同成果は、理科大 創域理工学部 先端化学科の藤本憲次郎教授、同・相見晃久講師(現・防衛大学校所属)、デンソーの吉田周平博士らの共同研究チームによるもの。詳細は、米国化学学会が刊行する材料に関する化学の全般を扱う学術誌「Chemistry of Materials」に掲載された。

現行の大半の市販リチウムイオン電池(LIB)は有機電解液を使用しており、構造的に発火の危険性を抱えている。
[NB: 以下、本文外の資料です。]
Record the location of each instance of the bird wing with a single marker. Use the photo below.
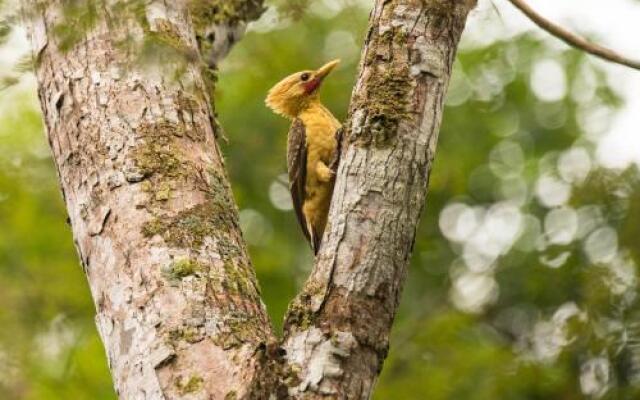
(297, 168)
(336, 157)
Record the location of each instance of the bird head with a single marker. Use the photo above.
(294, 93)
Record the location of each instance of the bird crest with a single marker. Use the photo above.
(292, 94)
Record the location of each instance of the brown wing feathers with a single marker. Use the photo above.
(297, 168)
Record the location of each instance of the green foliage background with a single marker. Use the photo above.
(539, 318)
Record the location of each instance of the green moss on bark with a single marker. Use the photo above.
(191, 385)
(158, 154)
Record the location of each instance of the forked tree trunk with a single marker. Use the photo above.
(156, 227)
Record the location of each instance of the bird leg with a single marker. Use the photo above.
(324, 173)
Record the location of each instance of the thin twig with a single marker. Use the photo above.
(572, 39)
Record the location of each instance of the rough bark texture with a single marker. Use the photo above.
(337, 331)
(154, 221)
(156, 227)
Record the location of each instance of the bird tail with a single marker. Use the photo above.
(315, 238)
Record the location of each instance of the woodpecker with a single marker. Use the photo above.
(312, 147)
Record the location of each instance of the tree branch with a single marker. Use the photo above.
(574, 40)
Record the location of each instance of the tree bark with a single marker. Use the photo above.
(154, 222)
(337, 330)
(156, 227)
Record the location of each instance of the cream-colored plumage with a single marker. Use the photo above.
(312, 147)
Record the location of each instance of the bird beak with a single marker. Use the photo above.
(325, 69)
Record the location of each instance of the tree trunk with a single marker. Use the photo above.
(338, 327)
(155, 224)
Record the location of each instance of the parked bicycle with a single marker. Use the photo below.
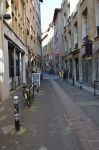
(28, 93)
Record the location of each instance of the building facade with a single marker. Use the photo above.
(48, 50)
(17, 26)
(81, 38)
(58, 49)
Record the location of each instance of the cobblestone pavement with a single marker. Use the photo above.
(57, 120)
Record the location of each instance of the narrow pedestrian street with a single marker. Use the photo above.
(57, 120)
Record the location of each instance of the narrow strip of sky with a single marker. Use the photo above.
(47, 12)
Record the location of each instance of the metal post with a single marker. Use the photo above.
(73, 80)
(94, 89)
(16, 113)
(80, 83)
(33, 90)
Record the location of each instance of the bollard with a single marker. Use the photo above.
(16, 113)
(33, 90)
(80, 83)
(37, 85)
(73, 80)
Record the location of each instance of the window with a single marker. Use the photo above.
(84, 24)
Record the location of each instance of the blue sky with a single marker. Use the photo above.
(47, 12)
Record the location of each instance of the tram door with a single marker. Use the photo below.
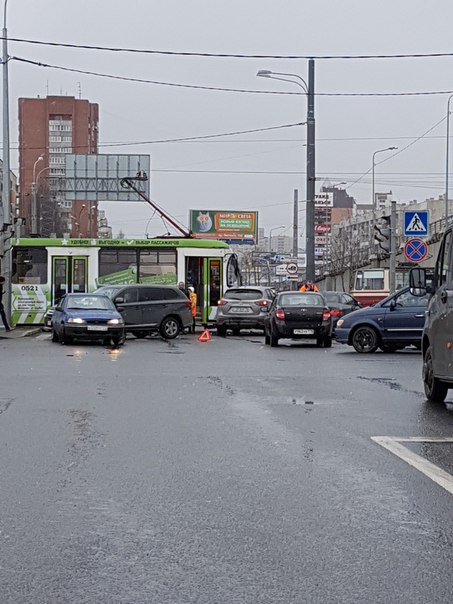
(69, 275)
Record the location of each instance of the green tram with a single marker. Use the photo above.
(43, 270)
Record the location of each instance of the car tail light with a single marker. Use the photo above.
(280, 314)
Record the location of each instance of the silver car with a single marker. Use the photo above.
(243, 307)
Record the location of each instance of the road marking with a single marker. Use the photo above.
(436, 474)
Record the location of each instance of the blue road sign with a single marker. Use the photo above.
(416, 223)
(416, 250)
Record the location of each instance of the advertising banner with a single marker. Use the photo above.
(232, 227)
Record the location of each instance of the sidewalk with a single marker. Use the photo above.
(19, 332)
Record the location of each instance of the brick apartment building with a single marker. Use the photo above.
(50, 128)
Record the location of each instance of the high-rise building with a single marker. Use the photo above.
(50, 128)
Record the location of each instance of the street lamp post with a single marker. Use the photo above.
(270, 236)
(447, 160)
(34, 204)
(373, 200)
(309, 90)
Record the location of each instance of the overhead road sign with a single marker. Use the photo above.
(415, 250)
(416, 223)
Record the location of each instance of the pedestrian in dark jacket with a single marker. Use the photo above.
(2, 308)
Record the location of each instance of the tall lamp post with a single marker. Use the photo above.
(309, 90)
(270, 236)
(373, 201)
(447, 160)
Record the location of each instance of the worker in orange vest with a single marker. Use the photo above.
(309, 286)
(193, 301)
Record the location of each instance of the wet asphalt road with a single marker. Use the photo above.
(225, 472)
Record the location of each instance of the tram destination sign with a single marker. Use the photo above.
(226, 225)
(98, 177)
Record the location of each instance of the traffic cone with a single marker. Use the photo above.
(205, 336)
そのため、充電速度には安全マージンを取らざるを得ず、電気自動車(EV)では15~20分といった充電時間を要することになっている。

それらを解決できる手段として、さまざまな企業や研究機関などが研究開発を進めているのが、電解質を有機電解液から固体電解質に置き換えた全固体電池だ。全固体電池であれば発火の危険性がなくなり、その結果として現在以上の急速充電も可能となるとされ、EVの充電も5分程度まで短縮できると予想されている。さらにエネルギー密度も高くなるため、1回の充電で走れる距離がエンジン車に近い距離になるとされる。

このように良いことずくめに思える全固体電池だが、課題もある。固体電解質は液体電解質に比べて電極との接触面積が小さくなるため、イオン伝導度が低くなってしまう点だ。そうした中で、室温で12mScm-1という高いイオン伝導度を示したのが硫化物系固体電解質で、EV用途などではその系統を中心に研究が進められてきた。しかし硫化物系固体電解質には、ケースが破損して大気中の水分と反応した場合、有毒な硫化水素を発生させてしまうという、有機電解液の火災と同等のリスクが存在していた。

それに対し、イオン伝導度は硫化物系に及ばないものの、有毒ガスを発生させるリスクがないのが酸化物系固体電解質だ。そのため現在はイオン伝導度を上げようと、ペロブスカイト型やガーネット型など、さまざまな結晶構造を持つ酸化物系固体電解質の研究開発が進められている。

高いイオン伝導度の発現要件として、「イオン伝導パス」と呼ばれる特徴的な構造が重要であることが明らかにされている。パイロクロア型構造の中には、イオン伝導パスが存在している可能性があるが、これまでLiイオン伝導に関する研究はほとんど進められてこなかったとのこと。そこで研究チームは今回、パイロクロア型酸化物を詳しく調べたとする。

今回の研究はまず、炭酸リチウム(Li2CO3)、酸化ランタン(La2O3)、酸化ニオブまたは酸化タンタル(M2O5(M=Nb,Ta))、フッ化ランタン(LaF3)、フッ化リチウム(LiF)を用いて、パイロクロア型酸化物「Li1.25La0.58M2O6F」および「Li1.00La0.66Ta2O6F」を合成することからスタートした。

そして両者の導電率を計測したところ、室温(~298K)でバルクイオン伝導度7.0mScm-1、全イオン伝導度3.9mScm-1と、既知の酸化物固体電解質のLiイオン伝導度よりも高く、水素ドープLi3Nの導電率(6.0mScm-1)に匹敵することが確認された。また、両材料はイオン伝導の活性化エネルギーが小さく、硫化物系を含めた既知の固体電解質の中で、低温におけるイオン伝導度はトップクラスだったとする。

次に、粉末X線回折を用いて、合成された両材料の結晶相が同定され、誘導結合プラズマ発光分光分析で元素組成分析が行われた。得られたデータをもとにBond Valence Energy Landscape(BVEL)法を用いて、Liイオン伝導経路を計算した結果、パイロクロア型構造では、LiイオンはMO6八面体によって形成されたトンネル内に位置するフッ素(F)イオンを覆うような導電パスを持ち、Fイオンとの結合を順次変えながら移動するという伝導経路が示唆されたという。Fイオンの欠損を防ぐことおよび非伝導イオンであるランタンを減少させることが導電率の発現に必要であることが考えられるとした。

今回開発された材料は、有機電解液のような発火の危険性も、硫化物系固体電解質のような有毒ガスが発生する危険性もない。そして、これまでに報告されているどの酸化物系固体電解質よりも高いイオン伝導度が示された。これらのことから研究チームは、今回の材料を応用することで、低温から高温まで幅広い温度域で作動できる、これまでに無い全固体電池を開発できるものとして期待されるとしている。